Where did you get your idea for a specific book of yours?
I’m glad you asked! I usually don’t get this question organically.
Mostly kids like to ask things like: “How much do you make?” And “How old are you?”
“Not as much as you think!” And “Way older than you’d think?!”
After their disappointment and confusion dies down, I usually pivot into talking about where Mexikid: A Graphic Memoir came from.
I come from a huge family. Eleven, plus my grandfather. So whenever we would get together to trade stories, there were usually twelve sides to every story. Over the years I would take mental notes of my favorite retellings of each of those stories and store them in a corner of my mind palace.
When I got older, I went to work at Hallmark Greetings as an artist. The job was fun, but I got bored easily. And often. I decided to use all that excellent boredom-time to write and draw cartoon versions of all those family stories on 3X5 cards and toss them into an old Batman lunchbox (the storage shed of my mind palace). When I retired, some twenty-seven years later, I found that lunchbox while I was unpacking my office and decided to revisit those childhood memories.
After about two years of rewriting and redrawing my stories for my web series “Mexikid Stories,” I decided I wanted to tell a bigger story! One that I couldn’t tell in a simple web series. One about a trip to Mexico that featured my entire family. So I decided to try to write and illustrate a graphic memoir. It only took a few years, but it flew by.
I’m kidding, it took forever.
If you had one piece of advice to give to a young would-be writer, what would it be?

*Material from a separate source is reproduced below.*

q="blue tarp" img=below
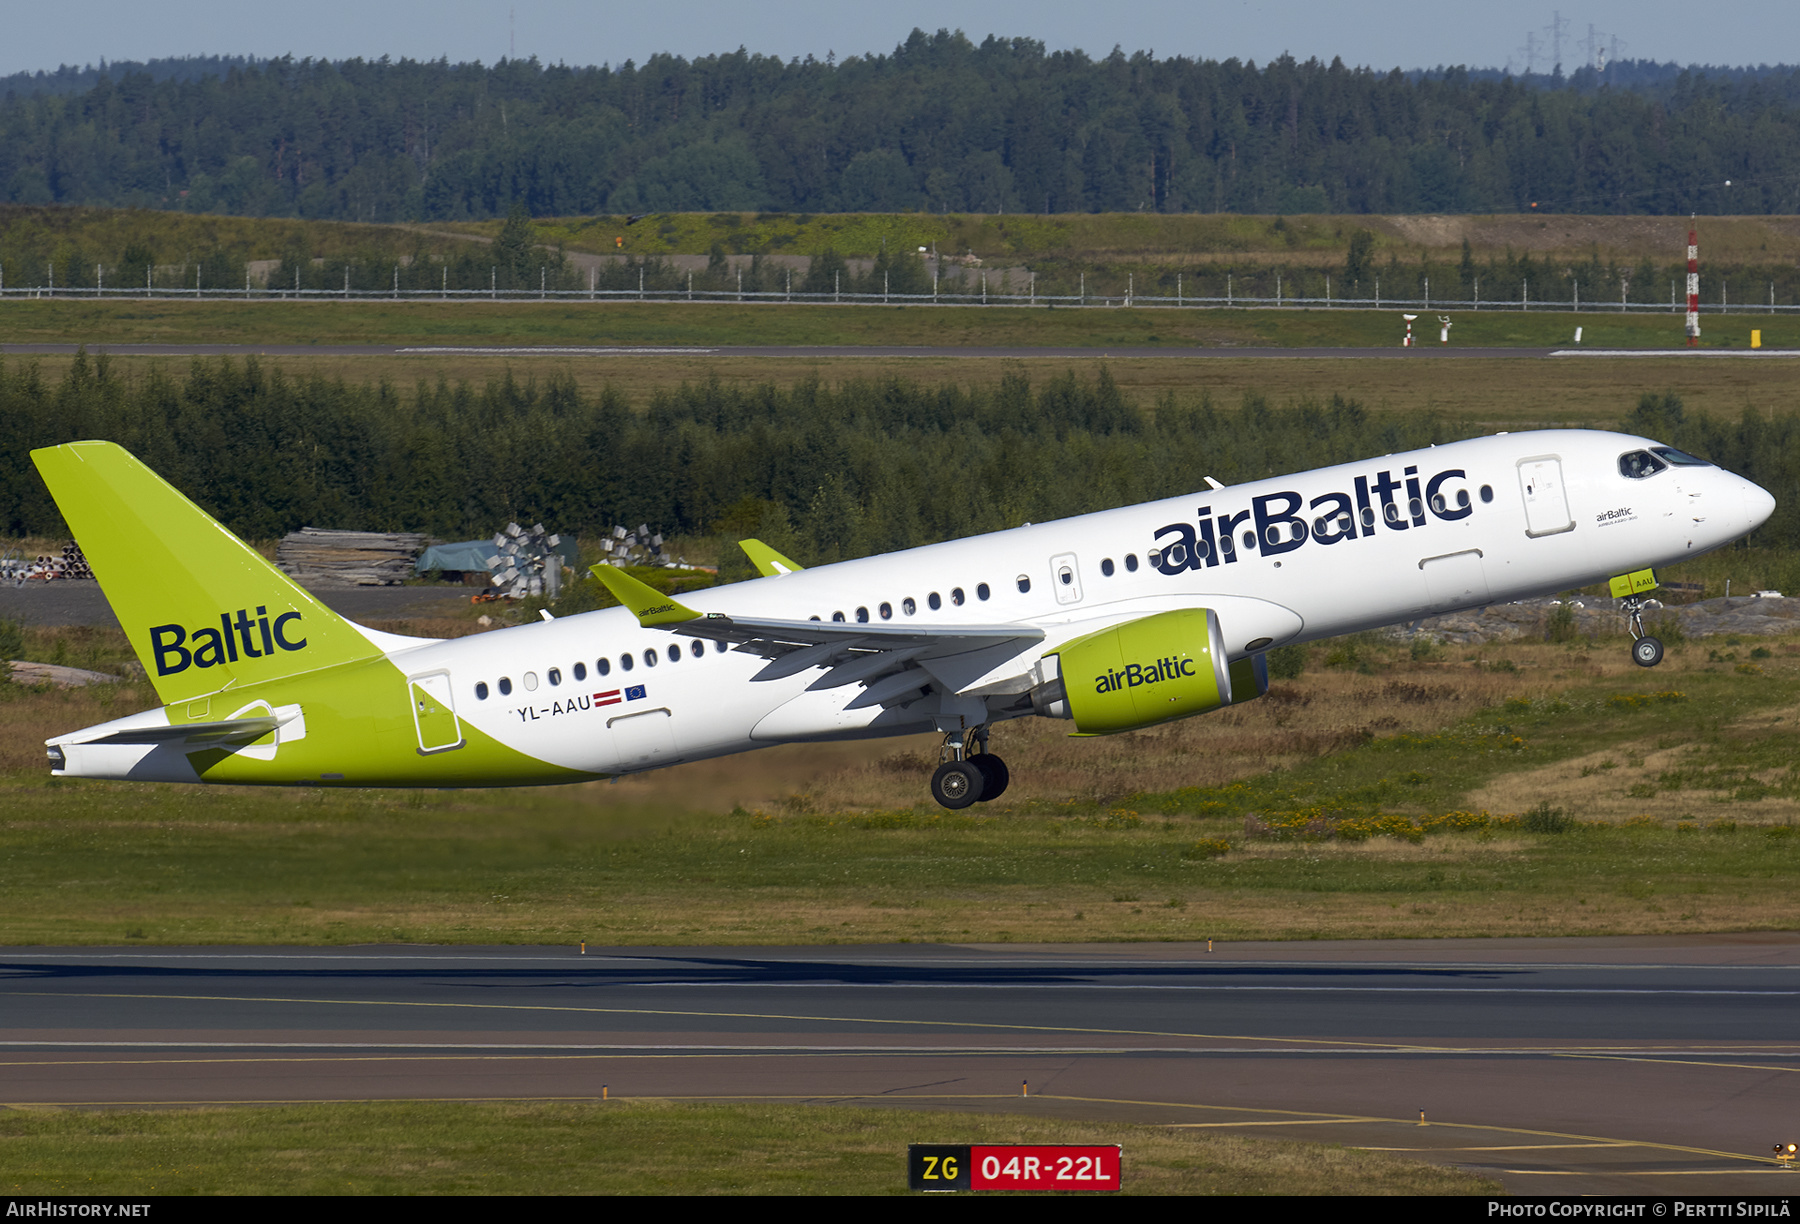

Don’t write a graphic memoir! That’s my thing. Stay in your lane, kid!
No, I’m kidding. I just think that. I don’t say it out loud … anymore.
There are a couple of things I like to tell kids. One: Don’t be surprised when a story you’re in the middle of writing decides to change course. That’s a good thing. That means you’re learning more about your characters and by extension yourself. Writing takes a surprising amount of introspection (which I usually don’t condone, cuz yuck “feelings.”) If you follow the flow of the story, it will reveal a lot of interesting themes and subject matter that you didn’t think about when you started your journey.
It’s totally worth it. Enjoy the ride!
Two: Be authentic. Your experiences and feelings are what make your story unique. Leaning into that authenticity makes your characters even more interesting. Their dialogue will sound real, and their faults will feel relatable. And even if your experience is way different than your readers’, there are universal truths to be had if you come from a place of honesty.
Particulars
Pedro Martín
Former Hallmark artist for 27 years and the creator of Asteroid Andy, Pedro is the author and illustrator of Mexikid: A Graphic Memoir from Dial Penguin.